Cotton, Cashmere and why I don't sell it.

Why did I wake up on Good Friday and decide I needed to preach an enviromental sermon on my blog - no idea?
I guess its because I joined in the MCY thread on Ravelry “yarn” the other day. Someone stated that 100% cotton is 100% cotton! I have to say I had a big tantrum (ask Heidi - :-) and went of to find some links to prove 100% cotton is not all the same.
But here it go's...............................

At the moment I don't sell cotton, not that I wouldn't like to. Cotton dyes paler than animal fibres making it a gorgeous summer yarn.

I don't sell cotton because I can't be sure where it is coming from and I don't want to buy from certain countries because of human rights and enviromental concerns.
I don't want to buy yarn that takes children out of school to pick the cotton and blackmails them into picking their quota.
Please click on this link and read the details, its very scary.

I wish I could dye cashmere I would love to know how it dyes and what colours I can get and what it feels like to knit.

But I don't sell cashmere either, a lot of the cheap cashmere comes from china, where again there are human rights and enviromental concerns.
Looking for a site to link to I came across these
(I do find this article slightly ironic, as the google ads in the side bar are for cashmere clothing, not sure if it comes from a different source to the cashmere in the article.)
And another to add to the collection

I would buy ethical cashmere but the price would be so expensive you wouldn't buy it.

The older I get the more I worry about human rights. I have always been a greenie, supported Greenpeace since the late 70's, recycled in the days when there you could only recycle glass.
I do have one big enviromental sin and those of you who have read my blog for any length of time will know what that is - I console myself with the fact it is used occasionally and isn't as bad as you would think, but I still feel guilty - :-)
My children have almost all left home, my baby will be off to university in september, all 3 of them would like to have kids of their own which means one day I will be a grandparent (ARGHHHHHHHH - you don't know how scary it is to write this!)
What kind of world will my future grand kids have to live in?

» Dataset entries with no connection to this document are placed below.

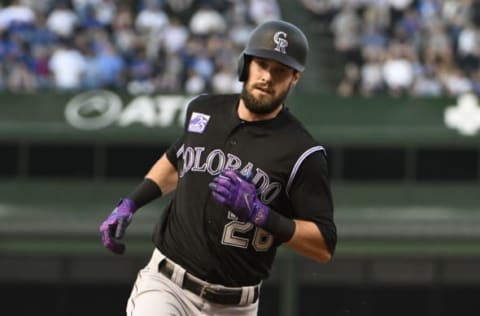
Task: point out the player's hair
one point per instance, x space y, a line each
277 40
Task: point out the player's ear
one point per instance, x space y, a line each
296 77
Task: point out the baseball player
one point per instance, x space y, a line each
246 178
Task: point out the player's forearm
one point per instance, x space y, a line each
308 241
164 174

BUT having said all the above I have good news!
My lovely ethically aware supplier thinks he may have sourced an ethical organic cotton and he is also researching a new yarn which has small percentage of ethical cashmere in it.
So maybe I will be able dye some new fibres in the future and be safe in the knowledge that I am not adding to the worlds problems.

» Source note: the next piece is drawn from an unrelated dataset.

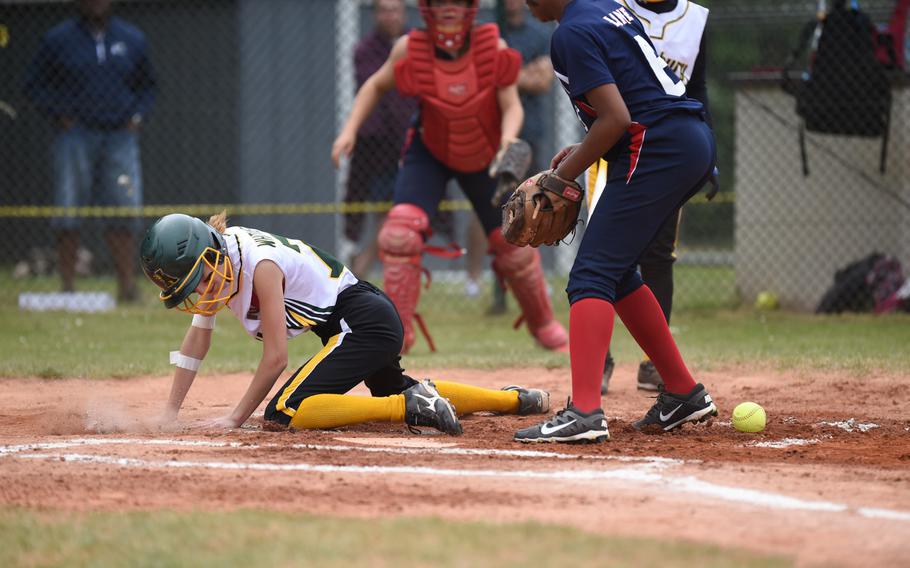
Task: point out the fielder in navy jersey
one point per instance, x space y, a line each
661 151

(Please excuse the number of "ethicals" in this entry)


Bearium said...

If everyone was even half as environmentally aware as you, this world would be a very different place.
It's very easy for people to just say that's the way it is as it means they don't have to consider the impact of their actions (or lack of them in most cases!). For some reason they are the very people that get most offended by people like you pointing this out.

You have a conscience, don't apologise for it!

picperfic said...

I have only recently come across the cashmere problem, it made me so very sad and worried about my bits of cashmere I have in my stash. I will use the cashmere I have bought, it would be silly not to, but my guilt is stopping me from having the yarn love feeling as I knit. Wish I could move away from the worry that I may have bought the cheaper cashmere...and I didn't realise there was a cotton problem at all! I need to wake up from my ignorant bliss! Thank goodness I have discovered your yarn store...

Spinayarn said...

Good for you Amanda. I too am a tree-hugging lady worried about the future my childrens children will have. My mum used to push me in my pushcair when she went on 'Ban the Bomb' and 'Greeny' marches in the 60's.

Its great to have a source of ethical fibre and a dyer who cares enough to do the research.

Norfolkknitter said...

Well said! If we're going to make a fuss about food miles, reducing, reusing and recycling etc. then as knitters the next logical step is ensuring our yarn is produced as ehtically as possible in every step of the process. It's good to know that we can be assured of quality products from people who care!

Sam said...

I knew nothing about the cotton or cashmere trade before reading this. Thank you Amanda for posting. My husband had been hinting at a pair of cashmere socks ... I know he won't be the least interested once I explain to him!